Robert Lefkowitz and Brian Kobilka who win 2012 Nobel prize for research on protein receptors [Photo: Wikipedia] |
Stockholm: Robert Lefkowitz and Brian Kobilka, two
American researchers won the 2012 Nobel Prize in chemistry Wednesday for their
contribution to bio-science as their studies shed light on how billions of cells in our body sense their environments.
Their prize was for their studies of
protein receptors that let body cells sense and respond to outside signals. Such studies are key for developing better
drugs.
Robert Lefkowitz and Brian Kobilka, both the
scientists, will share the prize of 8million Swedish kronor.
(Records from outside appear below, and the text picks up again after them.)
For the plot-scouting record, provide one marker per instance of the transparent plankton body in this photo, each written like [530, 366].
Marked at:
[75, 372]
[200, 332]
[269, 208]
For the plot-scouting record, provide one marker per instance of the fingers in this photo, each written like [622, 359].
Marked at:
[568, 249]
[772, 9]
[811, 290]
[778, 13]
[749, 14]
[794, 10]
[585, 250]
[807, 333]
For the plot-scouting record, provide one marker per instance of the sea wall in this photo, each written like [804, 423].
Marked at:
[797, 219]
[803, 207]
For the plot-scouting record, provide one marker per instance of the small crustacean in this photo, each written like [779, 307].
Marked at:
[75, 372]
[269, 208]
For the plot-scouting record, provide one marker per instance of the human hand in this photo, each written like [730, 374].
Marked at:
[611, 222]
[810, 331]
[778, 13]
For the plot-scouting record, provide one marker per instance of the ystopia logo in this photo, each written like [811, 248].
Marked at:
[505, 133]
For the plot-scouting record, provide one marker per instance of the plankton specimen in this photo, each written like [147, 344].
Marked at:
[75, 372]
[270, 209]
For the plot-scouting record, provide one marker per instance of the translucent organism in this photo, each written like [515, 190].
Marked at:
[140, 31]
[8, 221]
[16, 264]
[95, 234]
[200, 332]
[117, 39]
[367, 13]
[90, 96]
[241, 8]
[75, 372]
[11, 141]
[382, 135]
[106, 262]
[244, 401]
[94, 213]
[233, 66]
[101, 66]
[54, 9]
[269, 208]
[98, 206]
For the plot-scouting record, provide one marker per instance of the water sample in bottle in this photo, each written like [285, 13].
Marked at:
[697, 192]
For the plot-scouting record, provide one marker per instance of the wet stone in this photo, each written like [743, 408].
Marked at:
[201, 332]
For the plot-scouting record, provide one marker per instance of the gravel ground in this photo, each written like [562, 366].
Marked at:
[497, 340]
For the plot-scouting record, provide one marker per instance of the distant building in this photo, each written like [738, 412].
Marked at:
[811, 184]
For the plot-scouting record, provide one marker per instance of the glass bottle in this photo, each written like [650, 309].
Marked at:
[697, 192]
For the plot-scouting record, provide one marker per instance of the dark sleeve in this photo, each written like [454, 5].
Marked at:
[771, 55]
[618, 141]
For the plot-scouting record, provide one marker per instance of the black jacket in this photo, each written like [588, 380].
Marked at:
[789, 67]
The Royal Swedish Academy of Sciences said
the 8 million crown prize went to Robert Lefkowitz and Brian Kobilka for
discovering the inner workings of G-protein-coupled receptors, gateways to
cells that react to chemical messages.
The study focuses on how cells in the body
respond to stimuli such as a rush of adrenalin. The discovery is about a
coupled receptors what called G protein, a number of proteins that reach
through cell walls.
The human body has
about 1,000 kinds of such receptors, which let it respond to a wide variety of
chemical signals, like adrenaline. Some receptors are in the nose, tongue and
eyes, and let us sense smells, tastes and vision.
Lefkowitz, 69, is an
investigator at the Howard Hughes Medical Institute and professor at Duke
University Medical Center in Durham, North Carolina.
Kobilka, 57, is a
professor at Stanford University School of Medicine in California.
Notably, about half of
all medications act on these receptors, so learning about them will help
scientists to come up with better drugs.